The pollsters reported, however, that while the PNM was in the lead, "more than one in three Tobagonians are still waiting to be convinced." Apart from the incumbent PNM, the TOP and the Hochoy Charles-led The Platform for Truth (TPT) are also fielding full slates of candidates in the January 21 election.
The poll showed that 46 per cent of interviewees favoured the PNM, while 18 per cent favoured the TOP. But 36 per cent of electors surveyed failed to indicate a preference. The pollsters said some of the registered voters interviewed chose The Platform of Truth, "but the total support did not register above statistically significant level."
The report said, "Unless TOP can tap into the hearts of the large block of voters in the middle, the PNM is set to repeat its landslide of 2005." The PNM scored an 11-to-one victory at the polls eight years ago.

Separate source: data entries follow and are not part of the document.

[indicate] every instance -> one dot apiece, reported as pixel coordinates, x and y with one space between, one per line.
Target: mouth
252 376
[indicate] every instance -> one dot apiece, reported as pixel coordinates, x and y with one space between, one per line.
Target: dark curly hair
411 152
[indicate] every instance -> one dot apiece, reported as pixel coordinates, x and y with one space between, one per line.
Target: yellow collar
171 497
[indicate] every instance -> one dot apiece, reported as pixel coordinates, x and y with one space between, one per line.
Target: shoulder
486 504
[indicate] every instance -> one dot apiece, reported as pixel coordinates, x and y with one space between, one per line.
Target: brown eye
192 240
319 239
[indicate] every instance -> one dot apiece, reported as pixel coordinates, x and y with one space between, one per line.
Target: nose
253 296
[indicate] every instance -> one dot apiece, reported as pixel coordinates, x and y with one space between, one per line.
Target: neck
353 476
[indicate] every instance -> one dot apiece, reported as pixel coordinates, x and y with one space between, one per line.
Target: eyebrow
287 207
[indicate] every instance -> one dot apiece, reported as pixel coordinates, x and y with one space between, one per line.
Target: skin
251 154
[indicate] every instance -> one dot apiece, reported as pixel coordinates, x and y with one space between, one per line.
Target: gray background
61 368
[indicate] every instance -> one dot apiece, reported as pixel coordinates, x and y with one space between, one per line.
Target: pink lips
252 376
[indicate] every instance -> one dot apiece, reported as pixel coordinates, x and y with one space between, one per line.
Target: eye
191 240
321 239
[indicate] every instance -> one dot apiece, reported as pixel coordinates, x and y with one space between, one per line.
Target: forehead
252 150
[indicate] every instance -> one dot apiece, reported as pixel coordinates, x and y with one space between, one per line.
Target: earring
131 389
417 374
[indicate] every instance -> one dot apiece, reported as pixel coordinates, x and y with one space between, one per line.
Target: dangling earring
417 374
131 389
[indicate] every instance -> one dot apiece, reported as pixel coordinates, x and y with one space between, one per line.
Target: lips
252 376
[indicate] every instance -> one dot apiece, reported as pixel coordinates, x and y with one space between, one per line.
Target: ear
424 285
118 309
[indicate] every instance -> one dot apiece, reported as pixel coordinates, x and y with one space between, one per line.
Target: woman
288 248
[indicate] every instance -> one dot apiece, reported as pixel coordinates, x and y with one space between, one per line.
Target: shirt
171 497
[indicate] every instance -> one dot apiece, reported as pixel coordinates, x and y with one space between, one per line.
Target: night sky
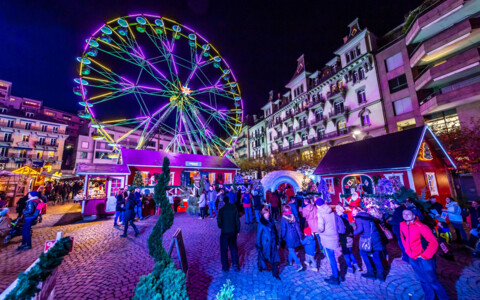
261 40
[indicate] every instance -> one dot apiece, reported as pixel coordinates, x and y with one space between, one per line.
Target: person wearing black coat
292 236
368 231
130 215
119 209
229 223
267 243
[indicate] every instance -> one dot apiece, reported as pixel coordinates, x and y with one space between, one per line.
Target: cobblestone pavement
105 266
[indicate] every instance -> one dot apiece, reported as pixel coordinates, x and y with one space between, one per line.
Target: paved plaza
105 266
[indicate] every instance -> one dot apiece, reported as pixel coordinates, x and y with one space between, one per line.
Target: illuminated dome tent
414 156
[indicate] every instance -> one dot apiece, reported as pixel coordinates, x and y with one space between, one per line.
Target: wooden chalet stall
101 182
185 169
415 156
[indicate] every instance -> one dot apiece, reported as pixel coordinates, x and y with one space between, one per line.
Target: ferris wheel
158 77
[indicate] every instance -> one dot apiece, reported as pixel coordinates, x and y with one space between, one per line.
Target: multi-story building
337 104
430 68
28 137
90 149
71 122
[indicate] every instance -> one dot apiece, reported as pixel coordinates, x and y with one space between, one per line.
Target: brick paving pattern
105 266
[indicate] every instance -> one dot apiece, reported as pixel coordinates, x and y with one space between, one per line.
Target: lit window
432 183
330 185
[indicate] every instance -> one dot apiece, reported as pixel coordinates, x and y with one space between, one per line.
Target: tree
138 180
165 281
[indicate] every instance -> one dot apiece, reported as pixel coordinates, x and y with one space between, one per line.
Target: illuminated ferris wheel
157 76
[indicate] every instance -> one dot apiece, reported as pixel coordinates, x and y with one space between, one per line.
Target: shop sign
193 164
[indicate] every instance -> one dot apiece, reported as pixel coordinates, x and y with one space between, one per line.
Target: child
310 247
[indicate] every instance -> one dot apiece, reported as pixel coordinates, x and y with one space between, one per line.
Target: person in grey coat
267 243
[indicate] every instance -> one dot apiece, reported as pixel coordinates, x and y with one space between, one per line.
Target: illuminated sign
193 164
425 153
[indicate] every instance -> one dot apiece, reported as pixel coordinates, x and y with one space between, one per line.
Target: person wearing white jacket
455 216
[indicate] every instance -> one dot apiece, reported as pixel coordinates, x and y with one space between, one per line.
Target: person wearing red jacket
422 254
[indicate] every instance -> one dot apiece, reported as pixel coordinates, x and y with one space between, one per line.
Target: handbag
387 232
365 244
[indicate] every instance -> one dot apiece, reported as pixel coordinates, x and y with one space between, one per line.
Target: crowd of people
331 232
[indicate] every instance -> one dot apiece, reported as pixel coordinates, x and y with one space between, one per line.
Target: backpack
246 198
340 225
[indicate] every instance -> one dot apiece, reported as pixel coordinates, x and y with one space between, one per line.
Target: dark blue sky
260 39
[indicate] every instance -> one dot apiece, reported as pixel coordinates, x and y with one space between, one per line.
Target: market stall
101 181
415 158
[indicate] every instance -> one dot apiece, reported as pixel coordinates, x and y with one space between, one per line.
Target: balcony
337 93
449 97
439 17
457 67
451 41
338 112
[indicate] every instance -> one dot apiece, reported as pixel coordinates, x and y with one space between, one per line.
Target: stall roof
100 169
133 157
397 150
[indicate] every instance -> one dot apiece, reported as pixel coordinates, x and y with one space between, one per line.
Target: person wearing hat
421 246
310 248
327 229
30 214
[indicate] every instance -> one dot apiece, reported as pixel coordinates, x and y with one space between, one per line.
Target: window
361 97
228 178
361 73
402 106
432 183
114 186
330 185
394 62
342 127
397 84
22 153
211 178
366 119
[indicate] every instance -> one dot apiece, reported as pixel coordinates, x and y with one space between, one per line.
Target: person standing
119 208
211 198
30 214
455 216
422 257
370 244
267 243
327 229
257 204
229 223
310 249
138 204
275 204
129 217
247 206
202 202
346 241
309 212
292 236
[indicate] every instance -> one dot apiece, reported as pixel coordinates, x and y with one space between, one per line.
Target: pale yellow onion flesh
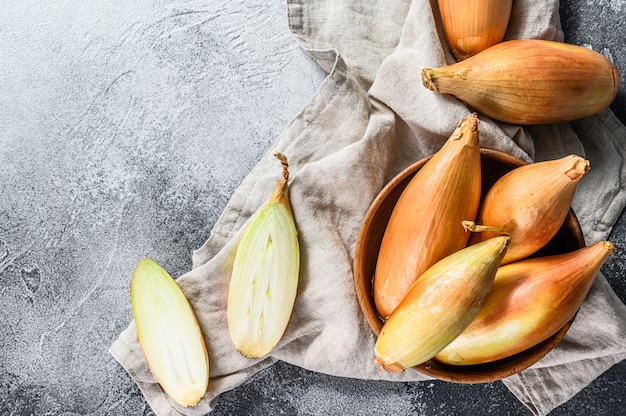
529 302
264 280
425 225
471 26
439 306
530 81
169 334
530 203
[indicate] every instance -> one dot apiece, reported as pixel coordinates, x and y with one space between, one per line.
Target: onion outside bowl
494 164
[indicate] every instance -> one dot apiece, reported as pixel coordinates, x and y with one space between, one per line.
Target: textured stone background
124 129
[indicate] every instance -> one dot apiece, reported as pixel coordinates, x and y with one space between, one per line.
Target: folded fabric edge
228 221
153 395
539 406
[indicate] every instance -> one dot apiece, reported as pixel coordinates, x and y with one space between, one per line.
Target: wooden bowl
494 164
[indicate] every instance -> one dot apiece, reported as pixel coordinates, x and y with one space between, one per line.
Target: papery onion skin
529 301
425 225
471 26
530 203
530 82
439 305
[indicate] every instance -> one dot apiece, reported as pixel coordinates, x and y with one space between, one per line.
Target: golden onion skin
529 301
425 225
471 26
439 305
530 203
530 82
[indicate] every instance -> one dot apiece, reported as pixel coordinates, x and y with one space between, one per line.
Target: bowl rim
472 374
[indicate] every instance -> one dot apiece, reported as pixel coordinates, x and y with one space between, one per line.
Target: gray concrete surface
124 129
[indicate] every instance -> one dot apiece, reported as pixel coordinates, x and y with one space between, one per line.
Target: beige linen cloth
369 119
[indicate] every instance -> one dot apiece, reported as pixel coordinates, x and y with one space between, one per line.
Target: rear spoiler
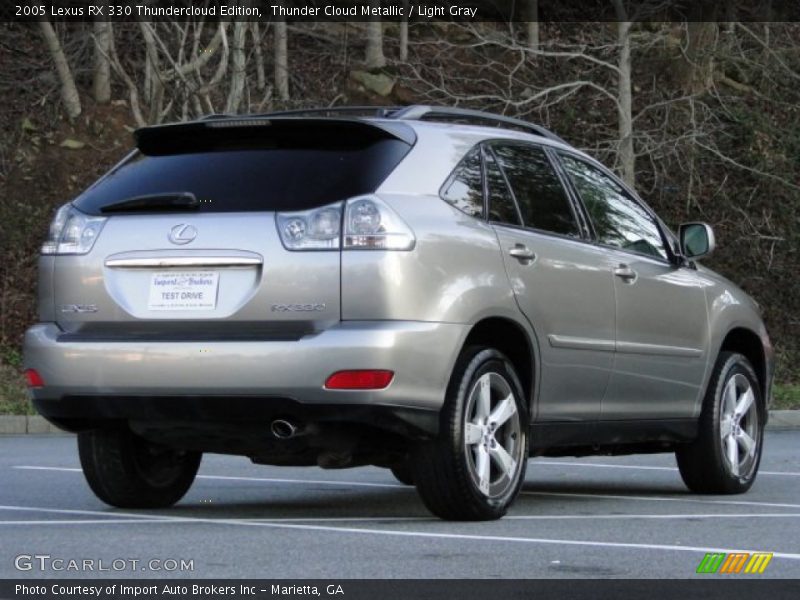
220 133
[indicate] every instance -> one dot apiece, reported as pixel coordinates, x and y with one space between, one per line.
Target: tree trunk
69 93
238 64
404 36
698 71
627 158
261 78
281 60
374 56
532 10
101 87
154 87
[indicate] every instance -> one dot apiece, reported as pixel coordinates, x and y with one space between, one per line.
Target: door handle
625 273
522 253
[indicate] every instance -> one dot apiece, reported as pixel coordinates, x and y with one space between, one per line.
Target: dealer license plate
186 290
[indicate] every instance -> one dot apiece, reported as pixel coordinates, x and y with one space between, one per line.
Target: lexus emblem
182 234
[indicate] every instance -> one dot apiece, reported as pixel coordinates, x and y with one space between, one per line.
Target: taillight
369 224
33 378
72 232
369 379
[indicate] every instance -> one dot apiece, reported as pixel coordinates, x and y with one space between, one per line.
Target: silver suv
440 292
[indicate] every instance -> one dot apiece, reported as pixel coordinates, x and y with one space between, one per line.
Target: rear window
286 176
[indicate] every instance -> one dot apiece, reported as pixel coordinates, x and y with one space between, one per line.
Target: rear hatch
189 244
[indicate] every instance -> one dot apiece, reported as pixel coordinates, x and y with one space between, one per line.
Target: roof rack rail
415 112
367 111
420 112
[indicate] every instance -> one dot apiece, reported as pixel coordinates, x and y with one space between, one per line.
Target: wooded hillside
702 117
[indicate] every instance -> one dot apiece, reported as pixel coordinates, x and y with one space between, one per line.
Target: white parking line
627 516
554 463
661 499
411 488
264 479
83 522
424 534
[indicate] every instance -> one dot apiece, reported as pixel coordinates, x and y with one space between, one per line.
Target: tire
724 458
475 470
402 472
126 471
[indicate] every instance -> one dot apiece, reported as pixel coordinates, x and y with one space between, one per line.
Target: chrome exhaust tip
283 429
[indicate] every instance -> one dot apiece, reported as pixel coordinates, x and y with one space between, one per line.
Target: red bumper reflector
359 380
33 378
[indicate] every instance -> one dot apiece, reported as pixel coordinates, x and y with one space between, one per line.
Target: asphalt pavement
607 517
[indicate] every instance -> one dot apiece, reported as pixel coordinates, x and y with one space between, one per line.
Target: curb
25 424
784 419
34 424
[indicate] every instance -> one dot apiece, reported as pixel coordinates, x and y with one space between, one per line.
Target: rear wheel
724 458
127 471
476 468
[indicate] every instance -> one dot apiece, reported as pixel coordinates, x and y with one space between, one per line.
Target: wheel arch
748 343
510 338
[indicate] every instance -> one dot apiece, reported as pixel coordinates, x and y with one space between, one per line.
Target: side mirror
697 239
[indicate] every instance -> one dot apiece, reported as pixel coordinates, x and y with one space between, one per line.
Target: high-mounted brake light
364 379
33 379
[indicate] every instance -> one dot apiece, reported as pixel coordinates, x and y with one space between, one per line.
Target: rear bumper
234 380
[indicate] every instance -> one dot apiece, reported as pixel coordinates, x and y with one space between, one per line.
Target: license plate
187 290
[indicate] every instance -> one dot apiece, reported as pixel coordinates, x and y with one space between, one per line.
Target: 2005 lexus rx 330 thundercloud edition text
441 292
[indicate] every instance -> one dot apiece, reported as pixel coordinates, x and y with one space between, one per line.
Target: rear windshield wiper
171 201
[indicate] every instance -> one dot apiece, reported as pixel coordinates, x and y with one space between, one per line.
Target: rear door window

Henry said 30 per cent of those interviewed said the most important issue in the election is internal self-governance for the island, while 22 per cent said it was completed or stalled projects and 19 per cent said the biggest issue is corruption. The pollsters said 29 per cent of interviewees also listed "a myriad of other issues such as general economic development, road repair and land and law reform as also being important."
"TOP's biggest challenge is its deficit on the issue of internal self-government, the biggest decider in this election." The report continued: "One of the most surprising findings of the poll is that Mr Ashworth Jack is among the candidates with the biggest gap to close, trailing the PNM's Sheldon Cunningham by a 43 per cent margin."
The pollsters said the number of respondents who said they made their choice on the basis of internal self-government for Tobago was higher in Jack's electoral district than in any other, with a margin of 44 per cent. "This suggests that voters find Mr Jack too closely associated with the central Government to be a suitable leader of the island's Assembly," the survey said.
The pollsters said they were not commissioned to do the survey by any campaign or political organisation. Calls were made to 478 likely voters in registered households and the interviews were done via landlines. The margin of error for the overall sample was plus or minus 4.4 per cent. The T&T Guardian was unable to reach London, Jack or Charles for comment on the poll results yesterday.
The pollsters:
Nigel Henry is the lead analyst at Solution by Simulation, which has historically provided analytics for US political candidates for the municipal, state, federal and presidential levels. He was recruited as lead numerical analyst for Florida, North Carolina and Virginia for Barack Obama in the 2008 presidential election campaign.
His expertise is in the use of agent-based modelling neural networks, artificial intelligence and social simulation, to model economic, political and social phenomena and their application to strategic planning. Henry earned a BSc from Yale University and a MA from Elliot School of International Affairs, where he gained experience applying computer-learning models in social science contexts.
Tarik Parris is an April 2013 Bachelor of Mathematics candidate at the University of Waterloo in Canada with a major in statistics and a minor in economics. He is a statistics intern at Solution by Simulation.